Shortest network in 3D

Imagine a set of points in three dimensions. You want to connect the points with the shortest possible network. Sometimes you can make the network shorter by adding extra points. (These extra points are called Steiner points.) How much can extra points help? The answer is worth $1,000.

Here’s an example. Suppose our points are the corners of a unit cube. You can connect these points with a network of length 7. If you add a point in the center of the cube and connect every point to the center, you get a network of length 4 √3 = 6.928. So in this case, adding an extra point made it possible to reduce the size of the minimal spanning network by about 1%. You could do better by adding more points.

What is the most you can reduce the length of the minimum spanning network in three dimensions by adding extra points? The question concerns all possible sets of points, not just a particular set like the example above. It is conjectured that the most you can save is about 21.6%. That is, for any set of points, the ratio of the length of the shortest network with extra points to that of the shortest network without extra points is bounded below by

\sqrt{ \frac{283-3\sqrt{21}}{700} + \frac{9\sqrt{11 - \sqrt{21}}\sqrt{2}}{140}}

In their new book Magical Mathematics, Persi Diaconis and Ron Graham say “We currently offer a thousand dollars for a proof (or disproof) that this ratio is the best possible.”

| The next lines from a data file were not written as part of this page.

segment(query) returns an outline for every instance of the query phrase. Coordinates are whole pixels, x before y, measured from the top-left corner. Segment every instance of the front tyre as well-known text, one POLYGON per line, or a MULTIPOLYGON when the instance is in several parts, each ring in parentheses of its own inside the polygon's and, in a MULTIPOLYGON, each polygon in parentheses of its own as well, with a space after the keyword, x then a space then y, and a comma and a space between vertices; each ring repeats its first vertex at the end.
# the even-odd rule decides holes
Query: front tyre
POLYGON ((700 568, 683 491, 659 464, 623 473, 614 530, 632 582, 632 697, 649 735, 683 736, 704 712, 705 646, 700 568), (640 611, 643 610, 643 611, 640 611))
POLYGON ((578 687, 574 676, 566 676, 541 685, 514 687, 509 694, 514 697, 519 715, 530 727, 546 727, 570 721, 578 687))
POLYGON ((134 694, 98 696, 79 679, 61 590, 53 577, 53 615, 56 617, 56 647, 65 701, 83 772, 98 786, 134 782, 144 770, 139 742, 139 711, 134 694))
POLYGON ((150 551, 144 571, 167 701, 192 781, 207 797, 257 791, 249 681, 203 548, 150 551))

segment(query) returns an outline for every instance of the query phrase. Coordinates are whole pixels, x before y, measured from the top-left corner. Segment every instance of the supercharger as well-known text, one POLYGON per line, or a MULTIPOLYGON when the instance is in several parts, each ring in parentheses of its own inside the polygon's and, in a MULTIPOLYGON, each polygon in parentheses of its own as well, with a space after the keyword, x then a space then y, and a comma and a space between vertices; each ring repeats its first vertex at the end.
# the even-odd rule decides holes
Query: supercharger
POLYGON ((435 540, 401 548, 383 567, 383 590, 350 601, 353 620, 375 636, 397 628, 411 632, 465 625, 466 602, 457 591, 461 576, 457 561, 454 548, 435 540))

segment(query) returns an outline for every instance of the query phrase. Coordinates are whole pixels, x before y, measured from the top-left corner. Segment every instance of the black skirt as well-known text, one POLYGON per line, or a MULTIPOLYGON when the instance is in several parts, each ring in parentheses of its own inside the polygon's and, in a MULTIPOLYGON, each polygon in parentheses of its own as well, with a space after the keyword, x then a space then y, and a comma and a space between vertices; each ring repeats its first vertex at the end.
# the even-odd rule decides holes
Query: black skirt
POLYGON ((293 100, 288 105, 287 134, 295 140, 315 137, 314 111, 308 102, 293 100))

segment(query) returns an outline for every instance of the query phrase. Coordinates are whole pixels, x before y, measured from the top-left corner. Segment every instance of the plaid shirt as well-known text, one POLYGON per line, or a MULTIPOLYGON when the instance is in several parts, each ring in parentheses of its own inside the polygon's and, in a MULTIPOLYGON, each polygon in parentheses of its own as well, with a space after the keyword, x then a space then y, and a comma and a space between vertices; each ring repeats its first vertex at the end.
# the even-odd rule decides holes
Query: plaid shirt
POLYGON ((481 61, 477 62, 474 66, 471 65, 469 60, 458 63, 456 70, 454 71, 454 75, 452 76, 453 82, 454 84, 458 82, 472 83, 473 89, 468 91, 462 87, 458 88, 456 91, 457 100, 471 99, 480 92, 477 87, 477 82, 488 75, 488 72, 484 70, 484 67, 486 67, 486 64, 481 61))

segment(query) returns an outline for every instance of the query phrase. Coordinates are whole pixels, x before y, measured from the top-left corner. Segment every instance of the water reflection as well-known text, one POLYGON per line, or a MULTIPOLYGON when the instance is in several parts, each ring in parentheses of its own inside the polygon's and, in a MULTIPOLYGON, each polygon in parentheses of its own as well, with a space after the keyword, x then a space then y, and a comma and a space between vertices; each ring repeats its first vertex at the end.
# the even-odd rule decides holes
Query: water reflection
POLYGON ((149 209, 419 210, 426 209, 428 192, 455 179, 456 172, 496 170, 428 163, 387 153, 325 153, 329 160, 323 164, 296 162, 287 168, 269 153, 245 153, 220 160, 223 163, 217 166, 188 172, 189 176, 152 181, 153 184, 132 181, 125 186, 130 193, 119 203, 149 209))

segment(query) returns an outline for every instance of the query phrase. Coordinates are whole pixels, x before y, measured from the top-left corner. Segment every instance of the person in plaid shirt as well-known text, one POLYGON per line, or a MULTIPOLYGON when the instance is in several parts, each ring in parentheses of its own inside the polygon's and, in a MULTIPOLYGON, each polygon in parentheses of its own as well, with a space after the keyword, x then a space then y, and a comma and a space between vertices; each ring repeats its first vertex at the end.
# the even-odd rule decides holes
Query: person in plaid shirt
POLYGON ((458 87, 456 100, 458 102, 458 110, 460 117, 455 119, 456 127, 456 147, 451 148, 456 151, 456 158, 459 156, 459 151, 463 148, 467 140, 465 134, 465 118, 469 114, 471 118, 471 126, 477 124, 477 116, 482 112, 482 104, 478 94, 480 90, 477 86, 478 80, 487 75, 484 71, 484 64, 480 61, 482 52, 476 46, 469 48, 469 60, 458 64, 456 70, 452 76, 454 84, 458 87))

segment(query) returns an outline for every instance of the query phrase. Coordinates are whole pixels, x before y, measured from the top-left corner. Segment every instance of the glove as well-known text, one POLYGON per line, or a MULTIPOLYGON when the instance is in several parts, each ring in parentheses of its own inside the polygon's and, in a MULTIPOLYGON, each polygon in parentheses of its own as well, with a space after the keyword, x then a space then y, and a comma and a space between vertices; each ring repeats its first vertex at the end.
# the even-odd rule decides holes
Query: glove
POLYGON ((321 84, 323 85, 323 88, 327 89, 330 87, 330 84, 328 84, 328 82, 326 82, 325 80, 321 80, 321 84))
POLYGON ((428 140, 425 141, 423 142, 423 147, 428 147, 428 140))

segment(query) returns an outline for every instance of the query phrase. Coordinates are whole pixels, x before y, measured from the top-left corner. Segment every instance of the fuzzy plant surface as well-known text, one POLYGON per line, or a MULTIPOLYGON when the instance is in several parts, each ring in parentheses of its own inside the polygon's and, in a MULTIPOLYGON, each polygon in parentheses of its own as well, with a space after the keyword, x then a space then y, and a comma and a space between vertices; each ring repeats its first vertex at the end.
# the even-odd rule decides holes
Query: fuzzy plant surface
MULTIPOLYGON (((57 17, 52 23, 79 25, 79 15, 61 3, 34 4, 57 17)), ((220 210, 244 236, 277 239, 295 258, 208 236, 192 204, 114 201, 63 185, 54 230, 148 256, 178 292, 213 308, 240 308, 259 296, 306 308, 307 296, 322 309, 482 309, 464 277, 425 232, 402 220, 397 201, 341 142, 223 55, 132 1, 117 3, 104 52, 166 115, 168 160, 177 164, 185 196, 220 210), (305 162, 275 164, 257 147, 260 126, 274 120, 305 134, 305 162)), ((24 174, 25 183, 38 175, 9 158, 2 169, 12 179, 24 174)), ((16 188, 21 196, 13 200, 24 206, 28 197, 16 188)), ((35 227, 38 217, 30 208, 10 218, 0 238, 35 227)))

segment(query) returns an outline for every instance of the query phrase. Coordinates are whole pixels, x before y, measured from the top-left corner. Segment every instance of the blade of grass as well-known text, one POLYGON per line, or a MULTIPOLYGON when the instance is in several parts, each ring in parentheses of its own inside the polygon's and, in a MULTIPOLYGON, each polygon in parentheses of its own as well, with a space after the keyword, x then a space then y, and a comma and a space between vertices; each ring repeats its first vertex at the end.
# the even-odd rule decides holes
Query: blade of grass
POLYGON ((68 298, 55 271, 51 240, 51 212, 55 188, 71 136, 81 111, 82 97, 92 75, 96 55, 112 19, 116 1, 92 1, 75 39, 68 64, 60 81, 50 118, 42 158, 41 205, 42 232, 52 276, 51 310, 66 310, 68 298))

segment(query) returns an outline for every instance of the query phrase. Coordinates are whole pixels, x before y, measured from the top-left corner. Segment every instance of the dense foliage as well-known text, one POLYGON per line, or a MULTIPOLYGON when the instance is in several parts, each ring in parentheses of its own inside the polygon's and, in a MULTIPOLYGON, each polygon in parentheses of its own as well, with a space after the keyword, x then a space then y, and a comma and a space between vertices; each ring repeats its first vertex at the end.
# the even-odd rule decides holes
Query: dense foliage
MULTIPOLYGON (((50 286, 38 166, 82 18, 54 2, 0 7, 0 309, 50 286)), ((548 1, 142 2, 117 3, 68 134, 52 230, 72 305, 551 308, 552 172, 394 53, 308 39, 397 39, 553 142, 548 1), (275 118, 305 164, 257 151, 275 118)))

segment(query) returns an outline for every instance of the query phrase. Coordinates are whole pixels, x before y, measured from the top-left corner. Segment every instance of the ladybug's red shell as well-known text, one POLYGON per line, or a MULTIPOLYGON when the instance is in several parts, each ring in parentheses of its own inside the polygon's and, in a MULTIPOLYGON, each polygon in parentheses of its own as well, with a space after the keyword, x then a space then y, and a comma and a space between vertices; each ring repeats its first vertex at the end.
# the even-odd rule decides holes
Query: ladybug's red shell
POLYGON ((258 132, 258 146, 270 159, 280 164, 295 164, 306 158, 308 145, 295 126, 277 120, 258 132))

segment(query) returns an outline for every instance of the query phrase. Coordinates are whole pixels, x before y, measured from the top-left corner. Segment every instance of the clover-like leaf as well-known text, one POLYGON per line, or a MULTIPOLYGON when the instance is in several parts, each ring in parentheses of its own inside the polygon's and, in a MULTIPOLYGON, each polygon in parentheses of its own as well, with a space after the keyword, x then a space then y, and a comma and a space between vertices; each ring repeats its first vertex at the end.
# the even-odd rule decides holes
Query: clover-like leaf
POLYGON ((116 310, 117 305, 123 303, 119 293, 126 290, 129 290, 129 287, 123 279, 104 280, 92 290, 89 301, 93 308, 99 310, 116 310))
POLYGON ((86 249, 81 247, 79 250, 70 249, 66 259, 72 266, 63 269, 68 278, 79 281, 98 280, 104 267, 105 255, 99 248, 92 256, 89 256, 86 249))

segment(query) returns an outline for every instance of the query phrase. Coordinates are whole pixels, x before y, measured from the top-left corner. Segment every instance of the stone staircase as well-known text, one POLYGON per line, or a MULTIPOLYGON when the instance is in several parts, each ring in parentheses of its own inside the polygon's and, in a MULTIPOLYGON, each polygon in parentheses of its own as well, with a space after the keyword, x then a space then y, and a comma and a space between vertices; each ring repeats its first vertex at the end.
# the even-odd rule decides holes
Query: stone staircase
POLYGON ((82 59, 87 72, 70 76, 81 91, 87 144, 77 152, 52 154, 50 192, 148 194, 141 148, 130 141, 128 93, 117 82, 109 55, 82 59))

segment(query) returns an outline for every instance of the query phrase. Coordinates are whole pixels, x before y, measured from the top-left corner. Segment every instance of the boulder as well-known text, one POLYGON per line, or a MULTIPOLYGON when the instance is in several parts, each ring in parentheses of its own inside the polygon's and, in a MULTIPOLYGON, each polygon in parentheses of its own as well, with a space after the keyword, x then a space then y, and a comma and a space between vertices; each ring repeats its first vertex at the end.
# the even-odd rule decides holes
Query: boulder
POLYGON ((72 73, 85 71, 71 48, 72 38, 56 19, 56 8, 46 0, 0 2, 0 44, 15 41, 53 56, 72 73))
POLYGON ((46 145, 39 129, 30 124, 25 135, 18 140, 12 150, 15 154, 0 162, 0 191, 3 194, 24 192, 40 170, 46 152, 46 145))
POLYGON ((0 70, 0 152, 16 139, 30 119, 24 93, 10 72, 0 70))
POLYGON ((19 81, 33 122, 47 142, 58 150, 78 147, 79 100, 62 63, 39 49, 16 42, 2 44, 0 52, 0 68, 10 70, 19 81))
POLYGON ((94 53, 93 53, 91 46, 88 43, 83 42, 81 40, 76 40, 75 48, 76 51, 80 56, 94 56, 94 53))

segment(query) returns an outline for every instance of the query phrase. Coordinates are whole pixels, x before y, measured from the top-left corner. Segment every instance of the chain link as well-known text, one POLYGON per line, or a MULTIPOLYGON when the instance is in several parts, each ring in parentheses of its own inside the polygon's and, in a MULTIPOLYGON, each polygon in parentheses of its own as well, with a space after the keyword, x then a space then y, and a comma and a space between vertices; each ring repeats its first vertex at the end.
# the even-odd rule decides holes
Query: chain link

As unwieldy as the number above appears, it makes some sense. It looks like the square roots come from repeated applications of the Pythagorean theorem. Someone may be able to reverse engineer the example the conjecture is based on by using the form of the proposed lower bound.

(Diaconis and Graham say that the corresponding problem in two dimensions have been solved and the optimal ratio is √3 / 2. However, this paper says that the conjecture is still unresolved, contrary to popular belief.)